Miriam Heywood, a spokeswoman for the LME, declined to comment yesterday on Indonesia’s plans.
Global deficit
Tin for delivery in three months outperformed the five other main base metals including copper and nickel on the LME over the past year as the Indonesian curbs worsened a global deficit. The metal — which rallied to $23,500 on Sept. 30, the highest since March 19 — rose 0.4 percent to $22,850 at 2:41 p.m. in Jakarta, snapping a four-day losing run.
The rule change represents a challenge to the LME, the oldest and largest base-metals marketplace which was bought for $2.2 billion last year by Hong Kong Exchanges & Clearing. The origins of the LME’s three-month contract system are linked to the time copper and tin cargoes used to take to reach London from Chile and Malaya in the 19th century, according to its website. Indonesia, which accounts for 40 percent of global tin shipments, started trade under the new rule from Aug. 30.
“The solution is to have physical tin trading through the bourse, so that the tin-export price can be increased and Indonesia can be the world’s tin-price reference,” Edi wrote in the e-mail. Higher prices show the policy is working, he said.
Tin ingots
At present, only the Indonesia Commodity and Derivatives Exchange in Jakarta, or ICDX, is allowed to trade tin ingots before export from Southeast Asia’s largest economy. The regulatory agency, known as Coftra, has studied a proposal from the Jakarta Futures Exchange to also trade the metal, Edi said.
“We have submitted all the terms and documents,” M. Bihar Sakti Wibowo, a director at the JFX, said in an interview in Palembang, Sumatra on Oct. 2. “Exports will continue to be limited if only the ICDX trades tin. We’re trying to help increase shipments. There are 18 smelters ready to trade on the JFX and the volume from them is substantial.”
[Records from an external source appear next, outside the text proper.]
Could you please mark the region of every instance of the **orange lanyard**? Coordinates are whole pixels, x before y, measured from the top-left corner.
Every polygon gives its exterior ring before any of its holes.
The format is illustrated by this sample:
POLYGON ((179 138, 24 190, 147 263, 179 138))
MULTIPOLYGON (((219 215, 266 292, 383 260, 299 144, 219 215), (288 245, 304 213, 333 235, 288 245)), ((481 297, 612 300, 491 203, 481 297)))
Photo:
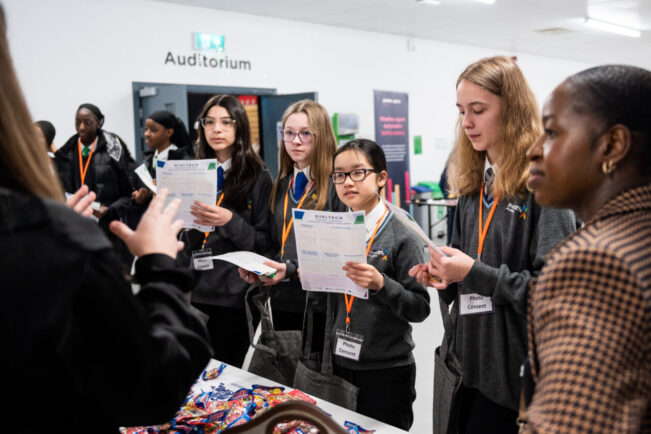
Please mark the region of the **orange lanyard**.
POLYGON ((488 233, 488 227, 491 224, 493 219, 493 214, 495 214, 495 208, 497 208, 497 203, 500 201, 499 197, 495 198, 491 210, 488 213, 488 218, 486 219, 486 227, 482 230, 482 221, 483 221, 483 210, 484 210, 484 184, 481 185, 481 194, 479 196, 479 244, 477 245, 477 260, 481 261, 481 252, 484 250, 484 240, 486 239, 486 234, 488 233))
MULTIPOLYGON (((222 193, 222 195, 219 196, 219 200, 217 201, 217 206, 221 205, 222 200, 224 200, 224 193, 222 193)), ((201 250, 206 248, 206 242, 208 241, 208 235, 210 235, 210 232, 204 232, 203 243, 201 244, 201 250)))
MULTIPOLYGON (((384 207, 384 213, 382 213, 382 217, 380 217, 380 220, 378 220, 377 224, 375 225, 375 229, 373 229, 373 232, 371 233, 371 238, 368 240, 368 244, 366 245, 366 257, 368 258, 368 254, 371 252, 371 246, 373 245, 373 241, 375 241, 375 234, 377 234, 378 229, 380 229, 380 225, 384 221, 384 216, 387 215, 389 212, 389 208, 384 207)), ((350 311, 353 310, 353 302, 355 301, 355 296, 351 295, 348 297, 348 294, 344 294, 344 298, 346 299, 346 331, 350 331, 350 311)))
MULTIPOLYGON (((283 257, 285 256, 285 243, 287 242, 287 237, 289 237, 289 231, 292 230, 292 225, 294 224, 294 216, 292 216, 291 220, 289 220, 289 226, 287 226, 287 197, 289 196, 289 189, 292 187, 294 184, 294 175, 292 175, 292 179, 289 180, 289 184, 287 184, 287 192, 285 193, 285 206, 283 207, 283 235, 282 235, 282 244, 280 245, 280 260, 282 261, 283 257)), ((307 197, 307 194, 310 192, 309 186, 305 186, 305 193, 303 193, 303 197, 301 197, 301 200, 298 202, 298 205, 296 205, 297 209, 300 209, 301 206, 303 205, 303 202, 305 202, 305 198, 307 197)))
POLYGON ((90 165, 90 159, 93 158, 93 152, 95 152, 95 143, 97 143, 97 137, 95 137, 95 140, 93 143, 91 143, 91 148, 90 148, 90 154, 88 155, 88 160, 86 160, 86 167, 83 166, 83 157, 81 155, 81 139, 77 142, 77 150, 79 151, 79 175, 81 177, 81 185, 84 185, 84 181, 86 180, 86 173, 88 172, 88 166, 90 165))

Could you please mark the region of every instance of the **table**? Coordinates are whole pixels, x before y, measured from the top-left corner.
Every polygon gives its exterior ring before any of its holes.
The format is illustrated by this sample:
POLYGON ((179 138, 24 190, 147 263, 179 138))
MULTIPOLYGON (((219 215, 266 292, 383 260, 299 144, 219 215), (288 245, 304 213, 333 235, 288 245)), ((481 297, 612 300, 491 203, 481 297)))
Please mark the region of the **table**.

Tin futures and options traded on the LME last month gained 21 percent from a year earlier to 195,084 contracts, or 975,420 tons, according to bourse data. The ICDX traded 1,040 tons from Aug. 30 to Oct. 2, exchange figures tracked by Bloomberg show.
Lower exports
Timah, which declared force majeure after the rule change and wants to sell through the ICDX, estimated that Indonesia’s exports dropped to 3,000 tons last month, according to President Director Sukrisno. That would be the lowest since November 2011, according to data tracked by Bloomberg.
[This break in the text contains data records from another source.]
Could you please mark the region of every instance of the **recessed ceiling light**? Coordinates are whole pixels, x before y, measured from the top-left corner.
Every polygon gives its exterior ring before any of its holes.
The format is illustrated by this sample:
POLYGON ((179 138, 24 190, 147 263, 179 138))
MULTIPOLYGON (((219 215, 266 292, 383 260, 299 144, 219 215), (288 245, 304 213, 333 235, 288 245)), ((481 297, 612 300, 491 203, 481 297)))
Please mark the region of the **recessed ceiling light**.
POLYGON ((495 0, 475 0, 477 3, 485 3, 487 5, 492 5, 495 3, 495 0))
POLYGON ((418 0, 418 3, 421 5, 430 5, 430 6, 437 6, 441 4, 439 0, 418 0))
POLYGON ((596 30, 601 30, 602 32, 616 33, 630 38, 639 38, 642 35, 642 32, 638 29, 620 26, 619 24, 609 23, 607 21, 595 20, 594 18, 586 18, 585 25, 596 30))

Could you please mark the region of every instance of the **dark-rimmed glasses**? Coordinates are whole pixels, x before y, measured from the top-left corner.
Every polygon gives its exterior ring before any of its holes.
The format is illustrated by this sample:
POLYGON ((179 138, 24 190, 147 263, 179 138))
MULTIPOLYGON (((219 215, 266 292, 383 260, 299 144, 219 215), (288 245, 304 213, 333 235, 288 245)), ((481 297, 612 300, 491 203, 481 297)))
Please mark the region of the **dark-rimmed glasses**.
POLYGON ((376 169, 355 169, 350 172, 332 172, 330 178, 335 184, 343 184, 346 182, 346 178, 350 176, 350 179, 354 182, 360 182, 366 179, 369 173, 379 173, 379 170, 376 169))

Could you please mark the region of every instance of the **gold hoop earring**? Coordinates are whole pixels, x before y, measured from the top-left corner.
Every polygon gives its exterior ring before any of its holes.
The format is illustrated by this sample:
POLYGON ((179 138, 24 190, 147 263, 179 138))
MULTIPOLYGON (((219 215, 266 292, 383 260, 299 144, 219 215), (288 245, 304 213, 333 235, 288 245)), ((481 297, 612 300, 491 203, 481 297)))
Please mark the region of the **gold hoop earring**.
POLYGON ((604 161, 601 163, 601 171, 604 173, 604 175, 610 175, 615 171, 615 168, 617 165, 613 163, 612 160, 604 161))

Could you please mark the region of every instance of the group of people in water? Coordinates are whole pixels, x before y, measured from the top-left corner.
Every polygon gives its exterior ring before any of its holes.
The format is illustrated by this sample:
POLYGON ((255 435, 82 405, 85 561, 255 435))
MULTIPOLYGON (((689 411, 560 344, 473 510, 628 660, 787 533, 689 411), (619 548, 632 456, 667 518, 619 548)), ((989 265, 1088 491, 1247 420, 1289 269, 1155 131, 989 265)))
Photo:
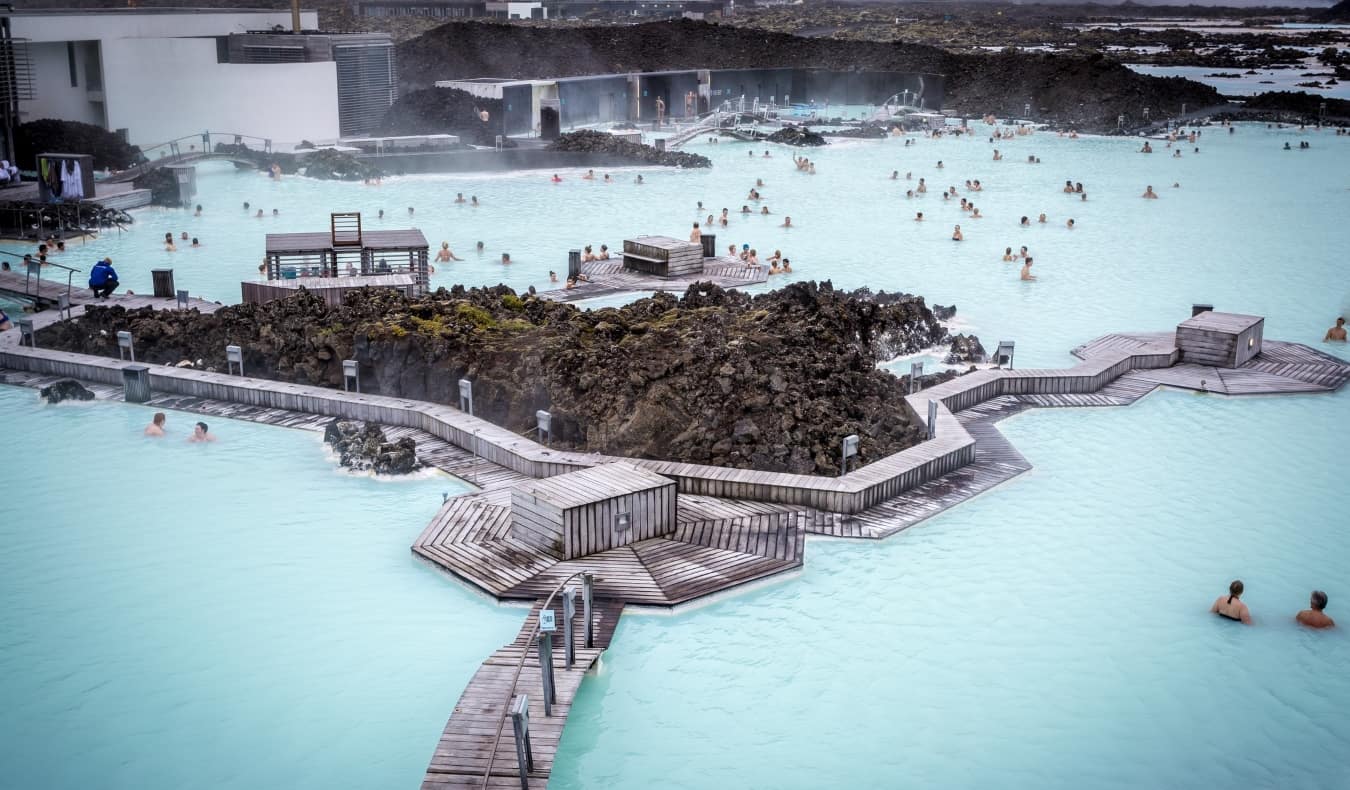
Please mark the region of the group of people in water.
MULTIPOLYGON (((1228 594, 1220 595, 1218 598, 1214 599, 1214 605, 1209 607, 1209 611, 1226 620, 1232 620, 1234 622, 1242 623, 1243 625, 1251 625, 1251 610, 1247 608, 1247 604, 1242 600, 1244 589, 1242 580, 1234 579, 1233 582, 1228 585, 1228 594)), ((1308 608, 1303 609, 1299 611, 1298 614, 1294 615, 1294 621, 1299 625, 1308 628, 1333 628, 1336 625, 1336 621, 1327 615, 1326 608, 1327 594, 1321 590, 1313 590, 1312 594, 1308 596, 1308 608)))
MULTIPOLYGON (((155 416, 150 418, 150 424, 145 426, 145 430, 141 432, 142 435, 148 436, 152 439, 158 439, 168 436, 169 435, 168 431, 164 429, 164 426, 167 421, 168 417, 164 414, 164 412, 162 411, 155 412, 155 416)), ((216 435, 214 433, 211 433, 211 429, 207 426, 206 423, 198 421, 195 425, 192 426, 192 434, 188 436, 187 440, 193 443, 214 442, 216 440, 216 435)))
The new policy is designed to establish a domestically determined benchmark price, Trade Minister Gita Wirjawan said on Sept. 23. While the rule applies to refined tin ingots at present, it will be extended to cover other products such as solder from 2015.
Stockpiles in LME-registered warehouses contracted 13 percent in September, the biggest monthly decline since January 2012. The LME-tracked reserves dropped 25 tons to 13,170 tons yesterday, the lowest level since January.
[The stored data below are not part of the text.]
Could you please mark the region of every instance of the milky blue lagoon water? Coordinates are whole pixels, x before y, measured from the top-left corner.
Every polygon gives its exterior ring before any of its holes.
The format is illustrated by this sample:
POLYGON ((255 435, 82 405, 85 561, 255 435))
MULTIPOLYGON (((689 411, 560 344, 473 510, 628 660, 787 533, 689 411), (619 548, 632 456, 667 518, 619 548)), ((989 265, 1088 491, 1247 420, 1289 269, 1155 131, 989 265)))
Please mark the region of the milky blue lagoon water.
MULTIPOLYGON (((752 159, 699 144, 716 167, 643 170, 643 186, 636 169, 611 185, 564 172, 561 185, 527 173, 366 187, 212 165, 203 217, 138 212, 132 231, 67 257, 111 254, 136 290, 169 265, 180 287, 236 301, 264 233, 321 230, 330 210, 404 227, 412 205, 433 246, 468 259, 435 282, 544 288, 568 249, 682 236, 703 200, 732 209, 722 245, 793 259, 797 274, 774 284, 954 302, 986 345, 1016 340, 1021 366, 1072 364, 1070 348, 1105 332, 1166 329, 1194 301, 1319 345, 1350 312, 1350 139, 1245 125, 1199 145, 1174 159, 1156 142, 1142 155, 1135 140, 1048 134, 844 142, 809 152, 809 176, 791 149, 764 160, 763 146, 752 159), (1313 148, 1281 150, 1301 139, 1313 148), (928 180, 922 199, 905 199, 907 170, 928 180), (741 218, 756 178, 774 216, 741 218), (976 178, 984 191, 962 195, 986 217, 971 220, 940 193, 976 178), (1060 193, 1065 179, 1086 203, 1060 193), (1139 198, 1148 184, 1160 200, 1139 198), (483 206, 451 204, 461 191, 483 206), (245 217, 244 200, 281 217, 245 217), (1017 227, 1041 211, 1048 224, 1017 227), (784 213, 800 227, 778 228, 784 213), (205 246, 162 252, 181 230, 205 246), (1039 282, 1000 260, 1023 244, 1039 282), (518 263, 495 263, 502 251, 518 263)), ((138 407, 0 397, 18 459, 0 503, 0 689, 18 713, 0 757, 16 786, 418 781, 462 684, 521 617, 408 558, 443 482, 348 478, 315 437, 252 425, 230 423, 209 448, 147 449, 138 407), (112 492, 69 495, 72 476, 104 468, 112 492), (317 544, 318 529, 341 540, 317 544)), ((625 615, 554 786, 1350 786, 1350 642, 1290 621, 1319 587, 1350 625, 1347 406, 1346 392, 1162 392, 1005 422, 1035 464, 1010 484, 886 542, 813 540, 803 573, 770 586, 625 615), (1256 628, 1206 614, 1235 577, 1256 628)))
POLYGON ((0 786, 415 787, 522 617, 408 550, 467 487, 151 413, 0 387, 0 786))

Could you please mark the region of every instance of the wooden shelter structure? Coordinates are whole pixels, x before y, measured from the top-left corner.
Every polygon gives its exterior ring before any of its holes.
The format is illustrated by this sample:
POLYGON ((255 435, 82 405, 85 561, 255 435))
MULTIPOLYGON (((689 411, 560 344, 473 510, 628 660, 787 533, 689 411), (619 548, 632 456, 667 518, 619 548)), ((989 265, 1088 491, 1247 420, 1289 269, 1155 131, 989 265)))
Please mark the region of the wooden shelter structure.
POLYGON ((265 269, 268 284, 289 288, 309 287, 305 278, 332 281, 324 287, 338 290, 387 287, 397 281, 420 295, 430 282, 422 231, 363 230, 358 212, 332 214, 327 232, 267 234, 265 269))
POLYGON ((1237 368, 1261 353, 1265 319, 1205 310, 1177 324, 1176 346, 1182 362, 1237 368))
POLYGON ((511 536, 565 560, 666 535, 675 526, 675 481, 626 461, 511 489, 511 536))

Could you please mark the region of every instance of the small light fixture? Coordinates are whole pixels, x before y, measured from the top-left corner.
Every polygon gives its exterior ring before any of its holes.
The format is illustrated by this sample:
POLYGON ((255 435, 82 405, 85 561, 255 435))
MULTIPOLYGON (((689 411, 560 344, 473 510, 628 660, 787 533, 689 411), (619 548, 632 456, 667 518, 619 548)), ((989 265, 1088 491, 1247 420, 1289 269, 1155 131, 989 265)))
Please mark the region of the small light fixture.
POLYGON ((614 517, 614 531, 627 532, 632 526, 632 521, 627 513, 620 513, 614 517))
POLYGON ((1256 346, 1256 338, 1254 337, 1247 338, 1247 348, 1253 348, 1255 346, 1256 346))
The “trading regulation is causing a serious bottleneck,” said Peter Kettle, research manager at St. Albans, England-based ITRI, which is mostly funded by producers and smelters. “The rise in world prices does not offset the big fall in volumes, so there is less cash coming into the economy.”
The global deficit is forecast to more than double from 6,000 tons this year to 13,000 tons in 2015, according to Standard Bank Group Ltd. Citigroup last month raised its 2014 forecast 9.1 percent to $22,375 a ton.
Indonesia’s rule changes are aimed at tightening trade flows and raising prices, Credit Suisse Group AG said in a report yesterday. Many buyers have yet to register with local exchanges, and Timah had little choice in declaring force majeure, Credit Suisse said.